While one can picture an English or history teacher turning back and forth to the screen and the class to teach, it's also happening in the tech classes, Hare said.
“You could be in an auto shop and while you have the static computer screen in the corner, you’re running back and forth from that to the students who are building a carburetor,” she said. “Or it is in a family studies room where the kids are cooking, and you’re back and forth to see if the kids at home are even able to do so from where they are. Do they even have the ingredients to cook?
"It isn't working and kids are losing valuable learning time," Hare added.
Today's rally, and another one Thursday in Orillia, will be advocating for a “fully functional virtual school” for now.
Hare wants "an e-learning class of up to 35 students with a teacher who is able to sit in front of them and be that voice, that constant, who can connect to them daily."
Hare says many teachers are seeing the pitfalls of pandemic-era learning.
“We thought last year was going to be the peak of stress, anxiety and issues within our schools," she said. "It absolutely was not and this year has been a struggle for so many reasons, including outbreaks in our schools, hybrid learning, the modified semester schedule (with kids in a class for 150 minutes), little to no prep time for teachers week to week and not mention we’re dealing with students who are suffering.

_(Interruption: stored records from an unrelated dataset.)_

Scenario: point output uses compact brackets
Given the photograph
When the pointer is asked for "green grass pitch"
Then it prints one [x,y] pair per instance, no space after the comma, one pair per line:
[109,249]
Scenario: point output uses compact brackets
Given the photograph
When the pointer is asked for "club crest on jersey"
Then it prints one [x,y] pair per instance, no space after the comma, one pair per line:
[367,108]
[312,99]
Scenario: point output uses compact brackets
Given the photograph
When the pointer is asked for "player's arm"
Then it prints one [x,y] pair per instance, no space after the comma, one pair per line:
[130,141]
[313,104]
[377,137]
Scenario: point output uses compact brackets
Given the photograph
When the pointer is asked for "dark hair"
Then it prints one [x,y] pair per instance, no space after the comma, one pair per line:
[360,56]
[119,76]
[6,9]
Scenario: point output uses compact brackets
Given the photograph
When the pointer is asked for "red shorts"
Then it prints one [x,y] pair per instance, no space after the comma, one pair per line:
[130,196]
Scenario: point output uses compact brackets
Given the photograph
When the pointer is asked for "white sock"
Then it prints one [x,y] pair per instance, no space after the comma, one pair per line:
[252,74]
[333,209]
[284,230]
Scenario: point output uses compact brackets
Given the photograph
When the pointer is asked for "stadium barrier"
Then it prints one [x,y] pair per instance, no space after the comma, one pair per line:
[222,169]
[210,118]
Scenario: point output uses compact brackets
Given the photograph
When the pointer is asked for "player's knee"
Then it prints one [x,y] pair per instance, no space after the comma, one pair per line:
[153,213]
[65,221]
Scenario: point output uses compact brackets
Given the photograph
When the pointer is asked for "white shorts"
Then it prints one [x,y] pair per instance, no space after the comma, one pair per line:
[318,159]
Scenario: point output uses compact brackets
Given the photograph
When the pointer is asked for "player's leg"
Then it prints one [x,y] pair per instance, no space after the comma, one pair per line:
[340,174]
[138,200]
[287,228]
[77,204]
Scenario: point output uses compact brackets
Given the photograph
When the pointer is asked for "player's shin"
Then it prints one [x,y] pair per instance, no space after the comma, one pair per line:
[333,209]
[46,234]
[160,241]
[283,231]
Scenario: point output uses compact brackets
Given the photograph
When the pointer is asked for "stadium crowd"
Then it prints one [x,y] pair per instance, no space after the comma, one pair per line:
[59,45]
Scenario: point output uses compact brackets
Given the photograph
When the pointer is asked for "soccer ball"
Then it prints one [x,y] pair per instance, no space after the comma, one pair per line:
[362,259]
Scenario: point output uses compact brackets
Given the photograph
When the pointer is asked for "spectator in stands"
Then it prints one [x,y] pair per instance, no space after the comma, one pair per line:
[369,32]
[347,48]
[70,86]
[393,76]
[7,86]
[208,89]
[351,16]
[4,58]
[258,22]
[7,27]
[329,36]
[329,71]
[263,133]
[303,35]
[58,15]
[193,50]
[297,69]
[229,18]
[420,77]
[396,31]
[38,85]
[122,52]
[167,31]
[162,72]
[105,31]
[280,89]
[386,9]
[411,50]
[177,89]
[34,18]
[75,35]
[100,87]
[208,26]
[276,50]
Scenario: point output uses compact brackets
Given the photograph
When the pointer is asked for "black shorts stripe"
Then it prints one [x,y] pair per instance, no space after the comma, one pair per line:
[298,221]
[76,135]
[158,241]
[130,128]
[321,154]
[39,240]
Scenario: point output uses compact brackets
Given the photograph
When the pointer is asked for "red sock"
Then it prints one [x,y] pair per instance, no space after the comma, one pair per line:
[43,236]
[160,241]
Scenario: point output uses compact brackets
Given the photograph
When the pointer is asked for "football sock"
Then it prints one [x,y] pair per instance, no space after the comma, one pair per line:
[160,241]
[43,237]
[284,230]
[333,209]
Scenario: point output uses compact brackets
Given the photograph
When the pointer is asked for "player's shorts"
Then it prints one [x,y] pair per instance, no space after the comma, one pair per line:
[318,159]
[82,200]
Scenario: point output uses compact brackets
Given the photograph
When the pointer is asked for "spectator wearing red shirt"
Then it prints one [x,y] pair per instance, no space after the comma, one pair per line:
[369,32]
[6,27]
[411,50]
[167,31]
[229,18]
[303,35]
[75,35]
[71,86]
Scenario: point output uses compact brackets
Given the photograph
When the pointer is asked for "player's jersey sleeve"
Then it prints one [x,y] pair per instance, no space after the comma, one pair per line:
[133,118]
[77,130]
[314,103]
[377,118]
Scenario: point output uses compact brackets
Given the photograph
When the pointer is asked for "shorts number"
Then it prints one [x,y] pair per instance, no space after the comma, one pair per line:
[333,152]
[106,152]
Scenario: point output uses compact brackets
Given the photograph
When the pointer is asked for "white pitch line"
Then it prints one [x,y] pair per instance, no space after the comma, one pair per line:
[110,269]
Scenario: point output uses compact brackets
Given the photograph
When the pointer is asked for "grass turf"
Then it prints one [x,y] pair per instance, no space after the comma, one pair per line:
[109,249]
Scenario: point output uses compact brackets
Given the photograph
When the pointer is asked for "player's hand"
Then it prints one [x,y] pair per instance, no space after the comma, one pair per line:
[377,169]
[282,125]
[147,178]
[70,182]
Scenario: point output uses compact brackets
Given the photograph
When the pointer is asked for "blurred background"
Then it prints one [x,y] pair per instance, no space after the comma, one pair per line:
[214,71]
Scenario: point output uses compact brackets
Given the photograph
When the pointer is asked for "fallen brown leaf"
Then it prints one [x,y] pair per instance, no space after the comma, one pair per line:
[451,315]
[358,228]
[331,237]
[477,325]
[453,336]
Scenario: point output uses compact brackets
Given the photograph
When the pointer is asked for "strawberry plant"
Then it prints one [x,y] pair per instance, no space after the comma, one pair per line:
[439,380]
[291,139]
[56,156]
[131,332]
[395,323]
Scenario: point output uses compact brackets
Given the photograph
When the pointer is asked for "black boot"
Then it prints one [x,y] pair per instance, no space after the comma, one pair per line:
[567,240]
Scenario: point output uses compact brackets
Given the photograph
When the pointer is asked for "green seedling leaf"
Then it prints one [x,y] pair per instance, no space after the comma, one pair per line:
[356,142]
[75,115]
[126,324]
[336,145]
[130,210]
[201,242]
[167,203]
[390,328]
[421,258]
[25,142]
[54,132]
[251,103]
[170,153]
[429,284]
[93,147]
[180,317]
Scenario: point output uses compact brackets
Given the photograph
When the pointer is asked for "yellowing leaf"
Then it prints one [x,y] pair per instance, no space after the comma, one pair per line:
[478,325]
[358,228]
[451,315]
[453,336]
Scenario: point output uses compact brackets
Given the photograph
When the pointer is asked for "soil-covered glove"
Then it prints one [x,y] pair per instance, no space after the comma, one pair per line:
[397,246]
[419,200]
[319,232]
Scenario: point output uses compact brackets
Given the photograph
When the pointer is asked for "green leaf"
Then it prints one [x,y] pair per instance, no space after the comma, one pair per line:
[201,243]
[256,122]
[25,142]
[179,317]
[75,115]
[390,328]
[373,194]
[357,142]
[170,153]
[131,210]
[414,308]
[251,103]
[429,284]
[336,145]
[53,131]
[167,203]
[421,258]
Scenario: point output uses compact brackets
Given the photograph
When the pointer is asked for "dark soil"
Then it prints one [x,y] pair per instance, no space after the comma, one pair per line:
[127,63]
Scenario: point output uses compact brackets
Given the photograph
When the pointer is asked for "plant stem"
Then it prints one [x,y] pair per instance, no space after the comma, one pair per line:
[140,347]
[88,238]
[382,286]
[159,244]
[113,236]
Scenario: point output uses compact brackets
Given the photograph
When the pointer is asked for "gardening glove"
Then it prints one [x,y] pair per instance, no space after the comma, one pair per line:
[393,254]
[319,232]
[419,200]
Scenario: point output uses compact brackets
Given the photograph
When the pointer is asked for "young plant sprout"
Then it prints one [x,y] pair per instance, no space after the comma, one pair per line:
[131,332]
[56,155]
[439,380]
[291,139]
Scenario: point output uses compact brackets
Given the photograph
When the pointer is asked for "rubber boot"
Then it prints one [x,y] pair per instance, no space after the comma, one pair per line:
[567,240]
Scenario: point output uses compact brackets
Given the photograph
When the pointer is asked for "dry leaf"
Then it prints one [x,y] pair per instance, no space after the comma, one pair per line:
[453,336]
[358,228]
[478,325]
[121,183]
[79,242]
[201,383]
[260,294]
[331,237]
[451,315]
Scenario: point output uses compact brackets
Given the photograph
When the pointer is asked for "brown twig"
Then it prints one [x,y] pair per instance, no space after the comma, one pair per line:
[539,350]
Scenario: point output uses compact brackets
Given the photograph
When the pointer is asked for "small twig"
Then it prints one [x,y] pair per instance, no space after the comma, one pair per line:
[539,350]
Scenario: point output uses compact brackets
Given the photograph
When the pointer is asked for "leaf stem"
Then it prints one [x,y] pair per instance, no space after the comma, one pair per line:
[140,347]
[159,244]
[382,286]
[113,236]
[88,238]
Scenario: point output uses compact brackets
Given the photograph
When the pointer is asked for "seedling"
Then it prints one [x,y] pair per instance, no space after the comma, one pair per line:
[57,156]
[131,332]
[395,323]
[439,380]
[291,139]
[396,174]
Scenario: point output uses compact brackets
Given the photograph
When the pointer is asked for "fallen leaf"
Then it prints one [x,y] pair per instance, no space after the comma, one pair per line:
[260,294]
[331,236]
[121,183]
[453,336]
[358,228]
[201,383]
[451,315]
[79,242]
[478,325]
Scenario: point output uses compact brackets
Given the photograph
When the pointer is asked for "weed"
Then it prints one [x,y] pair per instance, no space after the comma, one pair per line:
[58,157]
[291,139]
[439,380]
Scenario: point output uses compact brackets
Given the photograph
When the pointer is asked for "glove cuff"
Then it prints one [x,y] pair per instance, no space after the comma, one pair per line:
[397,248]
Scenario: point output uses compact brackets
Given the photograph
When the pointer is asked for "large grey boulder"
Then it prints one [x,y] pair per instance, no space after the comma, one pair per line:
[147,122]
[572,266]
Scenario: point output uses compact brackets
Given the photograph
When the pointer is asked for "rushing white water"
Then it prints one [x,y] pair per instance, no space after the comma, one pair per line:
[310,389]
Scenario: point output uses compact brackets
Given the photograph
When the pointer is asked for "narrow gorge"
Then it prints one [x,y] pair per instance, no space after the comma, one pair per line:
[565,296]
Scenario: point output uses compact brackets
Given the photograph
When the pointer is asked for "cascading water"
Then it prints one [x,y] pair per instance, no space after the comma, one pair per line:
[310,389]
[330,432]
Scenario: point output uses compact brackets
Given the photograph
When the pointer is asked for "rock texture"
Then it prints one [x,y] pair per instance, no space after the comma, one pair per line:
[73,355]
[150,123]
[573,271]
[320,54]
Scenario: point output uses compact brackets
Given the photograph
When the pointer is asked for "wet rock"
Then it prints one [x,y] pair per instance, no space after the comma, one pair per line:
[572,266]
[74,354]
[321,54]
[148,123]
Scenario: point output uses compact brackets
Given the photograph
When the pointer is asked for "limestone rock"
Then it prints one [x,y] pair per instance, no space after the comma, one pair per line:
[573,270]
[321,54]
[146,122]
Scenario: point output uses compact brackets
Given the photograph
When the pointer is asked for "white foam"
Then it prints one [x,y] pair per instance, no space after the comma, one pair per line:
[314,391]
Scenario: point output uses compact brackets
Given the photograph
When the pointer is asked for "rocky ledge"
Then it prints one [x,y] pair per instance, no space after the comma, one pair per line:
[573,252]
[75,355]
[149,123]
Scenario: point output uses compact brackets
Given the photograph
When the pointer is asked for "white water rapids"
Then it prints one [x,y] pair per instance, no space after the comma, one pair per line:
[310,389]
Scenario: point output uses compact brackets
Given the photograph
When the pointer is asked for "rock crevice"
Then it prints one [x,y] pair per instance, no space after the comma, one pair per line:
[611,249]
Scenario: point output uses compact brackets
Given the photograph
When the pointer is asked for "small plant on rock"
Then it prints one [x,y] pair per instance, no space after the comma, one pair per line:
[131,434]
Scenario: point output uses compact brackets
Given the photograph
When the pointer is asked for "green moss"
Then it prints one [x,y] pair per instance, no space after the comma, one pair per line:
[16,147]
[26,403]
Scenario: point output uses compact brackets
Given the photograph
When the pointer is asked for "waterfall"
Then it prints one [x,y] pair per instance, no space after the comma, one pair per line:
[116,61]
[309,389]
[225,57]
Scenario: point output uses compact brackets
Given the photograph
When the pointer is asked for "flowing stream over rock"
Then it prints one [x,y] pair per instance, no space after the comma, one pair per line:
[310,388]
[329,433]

“I don’t use that term lightly. Kids are having increased issues with their mental health and seeking human connection like we’ve never seen before," Hare added. "There are learning gaps and it immediately needs to be corrected. The school board is not funded accordingly to handle this.”
Today's rally in Barrie is expected to be around 90 minutes, according to the Facebook event page.
Thursday's rally in Orillia is scheduled to start at 3:30 p.m., at the Orillia Opera House.